After she received her results, which were good enough to get her into any tertiary course she wanted, she announced plans to travel. When she declared her intention to go to Western Australia, Denny became apoplectic.
He must have interpreted it as a desire to be as far from home as possible without actually going offshore. Her motive was pure spite, he bellowed. They argued bitterly. The quarrels were drawn-out and ominous. His threats only hardened her resolve. When finally she set out on foot for the railway station, lugging a suitcase, he went after her, raging and frothing, and forced her home.
My mother tried to intervene and for her trouble was shouted down. I stayed in my room. A week later Jean packed her suitcase again and headed back to the station. This time she escaped. But she left with neither parent's blessing.
Carol and I felt a mixture of vicarious triumph and apprehension. With dread like a leaden weight in our bellies we contemplated the chances of becoming the new object of his chronic fury. Being older, I thought I would be next in line. Carol countered that, as a girl, it would probably be her. Together we made a pact to keep out of his way but fell short of extending it to any avowal of solidarity.
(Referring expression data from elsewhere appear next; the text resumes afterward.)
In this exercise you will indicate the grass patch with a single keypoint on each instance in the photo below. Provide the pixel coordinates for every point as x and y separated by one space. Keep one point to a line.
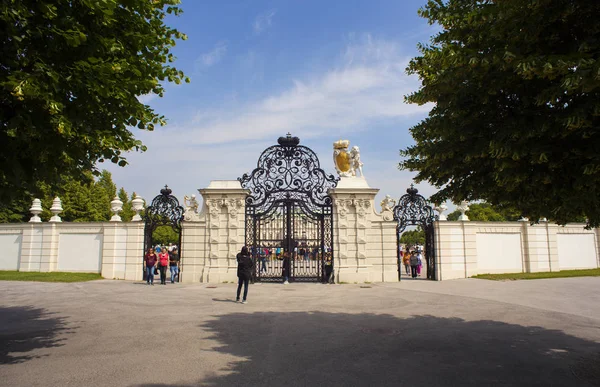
554 274
47 277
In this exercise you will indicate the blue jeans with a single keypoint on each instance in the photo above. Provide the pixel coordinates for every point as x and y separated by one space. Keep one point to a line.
242 281
174 272
150 274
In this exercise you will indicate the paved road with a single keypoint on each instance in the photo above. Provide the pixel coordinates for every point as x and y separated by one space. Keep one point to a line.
414 333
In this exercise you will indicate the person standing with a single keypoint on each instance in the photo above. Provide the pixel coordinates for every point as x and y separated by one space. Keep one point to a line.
406 260
414 263
150 261
174 264
328 268
285 270
244 273
163 262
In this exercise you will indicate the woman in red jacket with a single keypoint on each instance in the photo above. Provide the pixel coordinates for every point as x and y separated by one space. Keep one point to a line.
163 262
150 259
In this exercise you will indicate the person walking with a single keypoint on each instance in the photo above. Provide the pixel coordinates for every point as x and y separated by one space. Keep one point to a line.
150 261
414 263
163 262
174 264
285 270
244 273
328 268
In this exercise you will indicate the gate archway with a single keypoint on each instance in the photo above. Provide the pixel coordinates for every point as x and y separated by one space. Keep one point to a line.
163 211
289 211
413 210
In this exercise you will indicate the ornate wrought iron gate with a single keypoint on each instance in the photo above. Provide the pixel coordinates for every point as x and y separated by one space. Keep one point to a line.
413 210
289 211
163 211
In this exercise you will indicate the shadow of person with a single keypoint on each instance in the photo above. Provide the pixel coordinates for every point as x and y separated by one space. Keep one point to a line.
24 329
342 349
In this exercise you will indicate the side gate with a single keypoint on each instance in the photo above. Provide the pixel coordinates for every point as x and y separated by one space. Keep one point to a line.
413 210
163 211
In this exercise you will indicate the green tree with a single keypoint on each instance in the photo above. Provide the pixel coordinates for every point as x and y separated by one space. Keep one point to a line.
165 235
516 114
485 212
71 74
413 237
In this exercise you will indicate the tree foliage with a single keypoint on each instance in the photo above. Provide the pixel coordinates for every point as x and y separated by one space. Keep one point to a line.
516 116
413 237
485 212
71 74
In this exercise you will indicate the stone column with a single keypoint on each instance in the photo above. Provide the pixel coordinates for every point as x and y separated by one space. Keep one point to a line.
353 212
223 208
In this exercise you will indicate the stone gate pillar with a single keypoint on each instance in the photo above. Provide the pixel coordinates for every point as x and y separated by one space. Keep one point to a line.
223 211
354 214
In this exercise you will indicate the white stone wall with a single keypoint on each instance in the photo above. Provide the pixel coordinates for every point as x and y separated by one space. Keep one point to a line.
211 242
465 249
364 243
113 249
10 242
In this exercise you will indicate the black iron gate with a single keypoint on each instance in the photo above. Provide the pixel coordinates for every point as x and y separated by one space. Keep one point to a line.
289 211
413 210
163 211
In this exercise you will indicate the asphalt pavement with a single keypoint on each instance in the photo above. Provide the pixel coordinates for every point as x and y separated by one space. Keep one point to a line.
414 333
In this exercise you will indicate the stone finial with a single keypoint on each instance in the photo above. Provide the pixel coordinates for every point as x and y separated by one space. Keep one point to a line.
388 204
137 205
56 209
36 209
463 207
441 208
116 206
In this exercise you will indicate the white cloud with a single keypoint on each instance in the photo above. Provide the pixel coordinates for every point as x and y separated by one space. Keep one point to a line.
146 98
364 88
368 84
263 21
215 55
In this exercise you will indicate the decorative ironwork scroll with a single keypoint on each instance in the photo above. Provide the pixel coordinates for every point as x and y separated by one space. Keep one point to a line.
163 211
414 210
289 211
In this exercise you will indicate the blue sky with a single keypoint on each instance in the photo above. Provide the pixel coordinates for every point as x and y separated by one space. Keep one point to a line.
323 71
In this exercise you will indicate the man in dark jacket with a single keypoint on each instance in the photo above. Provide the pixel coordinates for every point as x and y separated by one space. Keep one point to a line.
245 267
285 270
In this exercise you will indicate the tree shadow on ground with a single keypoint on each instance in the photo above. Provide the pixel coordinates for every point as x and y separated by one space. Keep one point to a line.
24 329
341 349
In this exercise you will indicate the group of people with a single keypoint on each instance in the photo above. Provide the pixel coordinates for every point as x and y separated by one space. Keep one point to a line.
159 258
412 260
246 266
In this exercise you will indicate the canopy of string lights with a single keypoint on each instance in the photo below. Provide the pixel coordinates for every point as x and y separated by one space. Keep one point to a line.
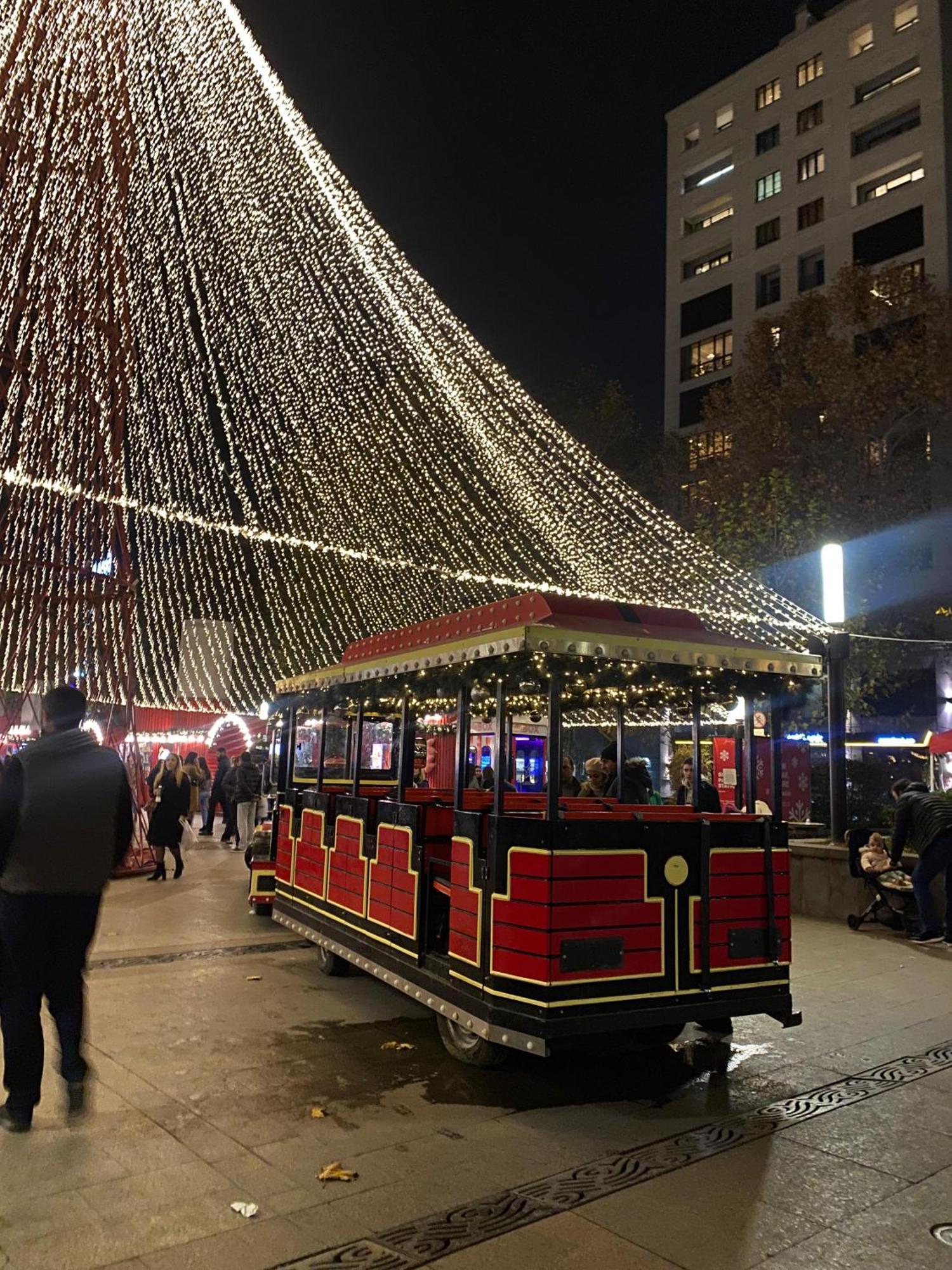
237 429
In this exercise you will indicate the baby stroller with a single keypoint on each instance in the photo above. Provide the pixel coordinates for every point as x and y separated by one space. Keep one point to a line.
890 906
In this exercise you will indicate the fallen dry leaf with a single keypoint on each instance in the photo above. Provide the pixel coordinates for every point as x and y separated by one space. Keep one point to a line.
336 1174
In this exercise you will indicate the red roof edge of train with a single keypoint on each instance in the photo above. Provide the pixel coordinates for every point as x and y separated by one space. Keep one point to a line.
531 609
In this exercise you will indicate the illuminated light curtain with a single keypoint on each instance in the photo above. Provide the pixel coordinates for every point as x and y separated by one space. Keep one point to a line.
223 380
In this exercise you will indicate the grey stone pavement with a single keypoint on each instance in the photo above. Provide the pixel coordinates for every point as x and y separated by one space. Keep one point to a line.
208 1067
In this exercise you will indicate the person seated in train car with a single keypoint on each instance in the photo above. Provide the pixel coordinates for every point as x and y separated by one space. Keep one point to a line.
635 783
572 784
709 798
489 780
595 783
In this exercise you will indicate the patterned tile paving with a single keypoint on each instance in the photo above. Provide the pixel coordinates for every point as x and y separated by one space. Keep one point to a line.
420 1243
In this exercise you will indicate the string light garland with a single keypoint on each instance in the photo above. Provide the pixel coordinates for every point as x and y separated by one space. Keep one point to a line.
225 388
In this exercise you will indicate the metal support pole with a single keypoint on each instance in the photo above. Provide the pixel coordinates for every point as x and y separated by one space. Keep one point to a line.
837 655
555 746
463 744
751 751
408 745
502 749
359 750
619 747
322 747
777 754
696 744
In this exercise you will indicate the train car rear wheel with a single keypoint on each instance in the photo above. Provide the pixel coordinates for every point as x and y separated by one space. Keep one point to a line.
468 1047
329 963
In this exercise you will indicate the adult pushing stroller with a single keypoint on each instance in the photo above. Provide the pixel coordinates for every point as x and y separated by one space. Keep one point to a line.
893 902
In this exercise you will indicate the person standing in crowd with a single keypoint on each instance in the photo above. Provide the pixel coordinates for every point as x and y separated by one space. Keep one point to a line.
709 798
925 822
247 793
65 824
205 788
572 784
172 797
195 778
218 797
595 783
635 780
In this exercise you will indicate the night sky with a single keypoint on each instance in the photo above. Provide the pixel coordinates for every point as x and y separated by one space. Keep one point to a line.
516 152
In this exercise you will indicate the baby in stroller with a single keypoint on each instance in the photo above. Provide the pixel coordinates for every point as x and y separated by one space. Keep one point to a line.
893 904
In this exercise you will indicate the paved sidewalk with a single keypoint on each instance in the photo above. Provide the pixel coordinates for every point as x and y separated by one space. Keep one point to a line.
210 1061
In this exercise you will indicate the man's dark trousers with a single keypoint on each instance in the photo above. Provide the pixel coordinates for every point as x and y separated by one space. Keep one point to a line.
44 944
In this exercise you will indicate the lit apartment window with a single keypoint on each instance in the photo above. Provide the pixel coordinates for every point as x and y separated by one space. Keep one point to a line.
769 139
705 264
706 356
769 232
884 130
861 40
810 166
889 182
706 446
810 214
704 220
694 496
769 288
810 271
809 70
767 95
708 175
889 79
906 16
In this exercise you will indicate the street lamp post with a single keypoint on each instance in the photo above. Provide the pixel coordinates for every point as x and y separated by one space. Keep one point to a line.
837 651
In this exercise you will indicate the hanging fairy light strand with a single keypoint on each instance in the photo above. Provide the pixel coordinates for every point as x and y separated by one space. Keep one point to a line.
210 342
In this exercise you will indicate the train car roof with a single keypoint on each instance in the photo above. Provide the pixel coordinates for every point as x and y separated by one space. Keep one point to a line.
554 624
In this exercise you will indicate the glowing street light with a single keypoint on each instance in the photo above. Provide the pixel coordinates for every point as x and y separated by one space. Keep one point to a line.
835 603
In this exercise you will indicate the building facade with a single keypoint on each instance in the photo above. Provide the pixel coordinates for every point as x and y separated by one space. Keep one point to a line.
833 148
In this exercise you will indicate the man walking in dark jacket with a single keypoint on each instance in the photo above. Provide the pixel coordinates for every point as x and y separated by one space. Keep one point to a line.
709 798
65 824
925 824
219 798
Jean went to Perth and we didn't see her again for a couple of years.
Sometime after she left, Denny succeeded in his long campaign to have his TTI pension upgraded to TPI, which seemed to mollify him somewhat. I never knew about it. He never talked to me about his pensions. Nor did my mother. Jean became persona non grata in our family and wasn't talked about. He settled into a period of inscrutable passivity, like a geriatric tucked under a blanket in an armchair in a dim corner of a nursing home, reading a mountain of penny westerns.